With the invested emotions offered through their increasingly teetering and fragile friendship, Watanabe is quite successful in establishing a rather genuine relationship between the two girls in a manner that depicts them as friendless individuals simply wanting to find some form of companionship. With this in mind, Watanabe directs Shady with an effectiveness towards delivering a burgeoning sense of suspense, ever enveloping us as viewers into the rather harrowing developments shared between Misa and Izumi. We as viewers start to notice that something is amiss through subtle clues offered through Watanabe’s astute direction, with Misa and Izumi’s interactions between one another soon deteriorating into emotional confrontations in which we learn more about Izumi’s skewed past and her true reasonings for being a loner as well as attachment to Misa. mimpi*β and Izumi Okamura truly become absorbed within their characters, with both portraying an impeccable sense of vulnerability with aplomb that works primarily through the strength of the film’s narrative. Like Watanabe, both mimpi*β and Izumi Okamura are somewhat new to the world of film, delivering impactful performances here that would certainly suggest otherwise.

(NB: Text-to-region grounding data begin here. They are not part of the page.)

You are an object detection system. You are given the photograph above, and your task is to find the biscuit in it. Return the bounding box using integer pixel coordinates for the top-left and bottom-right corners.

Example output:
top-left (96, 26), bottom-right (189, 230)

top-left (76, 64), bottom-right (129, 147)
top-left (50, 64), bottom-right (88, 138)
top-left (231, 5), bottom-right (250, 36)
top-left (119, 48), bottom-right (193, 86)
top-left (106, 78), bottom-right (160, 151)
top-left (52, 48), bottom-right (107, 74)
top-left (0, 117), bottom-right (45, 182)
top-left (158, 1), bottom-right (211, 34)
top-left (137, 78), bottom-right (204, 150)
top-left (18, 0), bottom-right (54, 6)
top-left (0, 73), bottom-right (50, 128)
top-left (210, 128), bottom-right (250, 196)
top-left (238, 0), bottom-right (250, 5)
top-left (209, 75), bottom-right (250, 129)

Watanabe’s unhurried pace in regards to the narrative may present the film to some viewers as unnecessarily prolonged, which is certainly understandable, but it also provides the film with considerable time for character development that nicely engages us into the personalities and mannerisms of the characters themselves. We learn important background traits such as why Misa gets picked on or why Izumi’s distorted past has shaped her into the individual we see within the film, for example. This in turn produces characters in which we can somewhat sympathize with given their delicate connection to one another, both as friends and as individuals, allowing us to see their emotional frailties that contribute to the eventual undoing of their friendship. The narrative works well in this fashion, with Watanabe continually showcasing the susceptible nature of Misa’s need for a friend, going as far as to showing her initially willing to turn away from the rather blatant allusive behavior brought about by Izumi. It all makes for a rather tension-filled viewing experience in which we know something is awry, but just can not put our finger on it until we are suddenly confronted with the horrifying conclusion, a conclusion that vividly enters the realm of the psychological, and to a certain extent, that of the philosophical as well.
As a debut film, Watanabe’s Shady is a work that appears far above that of a novice, both from the standpoint of its narrative and its technical elements. Watanabe’s ability to take a rather conventional coming-of-age story and contort it into a tale of increasing disheartenment is in and of itself rather impressive, and is certainly a testament to his ability as a writer and a director. While the film may not be for all – some of its content will be too despairingly for some – it showcases a general appreciation towards crafting a narrative that steadily enters us into the world of an unhealthy relationship with a sense of believability, as many other similar films unfortunately do not accomplish. This approach creates a substantially more unnerving overall experience, not knowing what to expect as to the destructiveness of Misa and Izumi’s apparent friendship. Shady is simply one of the better debut offerings to come about in quite some time, with it being a flourishing example of the talent of Ryohei Watanabe as both a director and writer, with this film hopefully being a great indication to a rather promising career.